The body-perceiving museum
Venue:Stockholm School of Economics, room 311
Contemporary Media Art uses latest technologies as part of itself. Traditional museums are attracted by new technologies as well, and try to include them into their concepts, to expand the approach to the artefacts. In this paper we place the perspectival painting into focus of our discussion. An artist creates perspectival painting with consideration of the observer. The image configuration animates the passive observer to act. We assume that the position of the perspectival painting on the wall should depend on the observers’ viewpoint. Due to the different body height of the audience and the familiar hanging of paintings it is currently not possible to offer everyone the opportunity to step into the viewpoint. Therefore the relation between image, viewpoint and the enclosed room needs to be examined. To assure a consistency of the observation, the painting has to know about the presence of the observer. By using tracking technologies it is possible to offer an optimal view. The image geometry of the perspectival painting expands into the environment of the museum and immerses the observer. He adopts the image perspective as his own. With a first experiment we detected a significant relation between viewpoint and principle vanishing point. The enclosed room in front of the image is as important as the image and the observer. Therefore this unit has to be included by the creation of interactive environments.
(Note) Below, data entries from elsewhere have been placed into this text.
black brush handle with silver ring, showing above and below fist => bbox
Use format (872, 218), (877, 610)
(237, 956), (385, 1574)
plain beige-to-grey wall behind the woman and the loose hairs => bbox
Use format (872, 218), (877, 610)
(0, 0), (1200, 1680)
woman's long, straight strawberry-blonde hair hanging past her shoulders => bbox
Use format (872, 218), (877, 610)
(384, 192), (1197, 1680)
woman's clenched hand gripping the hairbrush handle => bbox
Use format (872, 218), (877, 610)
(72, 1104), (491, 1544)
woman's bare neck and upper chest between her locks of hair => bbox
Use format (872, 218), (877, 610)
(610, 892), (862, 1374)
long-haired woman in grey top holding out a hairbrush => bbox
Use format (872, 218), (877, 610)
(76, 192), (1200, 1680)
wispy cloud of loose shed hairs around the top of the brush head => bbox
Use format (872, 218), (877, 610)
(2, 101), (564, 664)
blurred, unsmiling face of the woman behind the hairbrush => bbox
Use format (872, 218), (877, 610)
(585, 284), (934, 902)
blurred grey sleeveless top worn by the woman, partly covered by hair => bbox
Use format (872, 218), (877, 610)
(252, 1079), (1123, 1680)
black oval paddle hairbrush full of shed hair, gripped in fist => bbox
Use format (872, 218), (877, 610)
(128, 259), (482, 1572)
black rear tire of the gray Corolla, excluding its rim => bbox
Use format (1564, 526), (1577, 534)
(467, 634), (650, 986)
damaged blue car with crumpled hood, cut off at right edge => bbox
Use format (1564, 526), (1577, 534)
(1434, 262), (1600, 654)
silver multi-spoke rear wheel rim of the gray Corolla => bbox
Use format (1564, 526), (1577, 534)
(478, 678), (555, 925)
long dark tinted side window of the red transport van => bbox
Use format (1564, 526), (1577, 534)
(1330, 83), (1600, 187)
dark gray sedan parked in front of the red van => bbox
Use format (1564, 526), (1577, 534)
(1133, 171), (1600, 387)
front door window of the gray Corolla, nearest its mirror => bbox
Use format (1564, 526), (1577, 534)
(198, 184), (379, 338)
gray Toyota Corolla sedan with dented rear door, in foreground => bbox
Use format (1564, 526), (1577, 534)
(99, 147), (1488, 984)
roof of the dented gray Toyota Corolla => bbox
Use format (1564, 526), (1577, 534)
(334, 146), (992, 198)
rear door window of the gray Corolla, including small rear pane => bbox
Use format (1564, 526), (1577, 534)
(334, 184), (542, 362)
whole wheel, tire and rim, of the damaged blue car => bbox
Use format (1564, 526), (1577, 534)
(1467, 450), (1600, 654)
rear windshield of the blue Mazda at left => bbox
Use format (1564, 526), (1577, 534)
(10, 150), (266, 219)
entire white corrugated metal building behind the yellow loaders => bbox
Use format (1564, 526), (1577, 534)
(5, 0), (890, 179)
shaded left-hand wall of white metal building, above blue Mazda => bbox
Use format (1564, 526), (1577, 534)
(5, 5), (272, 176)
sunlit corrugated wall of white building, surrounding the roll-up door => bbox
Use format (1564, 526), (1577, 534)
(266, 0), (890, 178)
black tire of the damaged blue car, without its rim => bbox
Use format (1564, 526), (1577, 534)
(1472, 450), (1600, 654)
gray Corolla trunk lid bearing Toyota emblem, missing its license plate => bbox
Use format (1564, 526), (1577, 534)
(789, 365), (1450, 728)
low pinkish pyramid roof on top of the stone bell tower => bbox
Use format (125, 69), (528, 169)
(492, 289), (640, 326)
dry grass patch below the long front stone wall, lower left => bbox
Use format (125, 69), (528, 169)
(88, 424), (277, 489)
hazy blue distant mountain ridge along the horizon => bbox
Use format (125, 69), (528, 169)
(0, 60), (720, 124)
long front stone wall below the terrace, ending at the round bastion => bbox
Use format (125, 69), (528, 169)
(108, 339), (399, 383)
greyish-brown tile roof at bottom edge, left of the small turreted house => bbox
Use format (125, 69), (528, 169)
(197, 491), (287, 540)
Prof. Dr.-Ing. Rainer Groh
Rainer Groh graduated from Technische Universität Ilmenau with a degree in scientific instrumentation and from the University of Art and Design Halle with a degree in industrial design. He received his doctor’s degree at TU Ilmenau and is currently professor for media design at Technische Universität Dresden.
The group of Rainer Groh in Dresden has 10 years of experience in teaching and researching interaction design. Research efforts are concentrated on extending the repertoire of methodical tools and rules of design by taking multi-sensory interaction channels into account. Modern tracking technologies require appropriate design models that address all relations between diverse elements such as: objects, space, eye, hand, and body. A main focus are experimental approaches and creativity techniques to foster novel interface metaphors and applications.
Among the research topics is the projection of three-dimensional scenes in a way that matches human experience of reality as closely as possible. In the domain of interactive tabletops and surfaces, the research group of Rainer Groh has contributed a formalization of multi-touch gestures as well as interfaces for sketching and sense making.
Rainer Groh organized national workshops, for instance under the umbrella of the German Informatics Society (Gesellschaft für Informatik e.V. (GI)) and its special interest group on Human-computer Interaction. Rainer Groh is co-founder of the section on Tangible Interaction in this German special interest group. A strong connection is established with art and science museums in Dresden, resulting in various collaborations and participations in exhibitions. He is currently developing a postgraduate degree program in cooperation with the Dresden Academy of Fine Arts, which fuses art, science, and technology.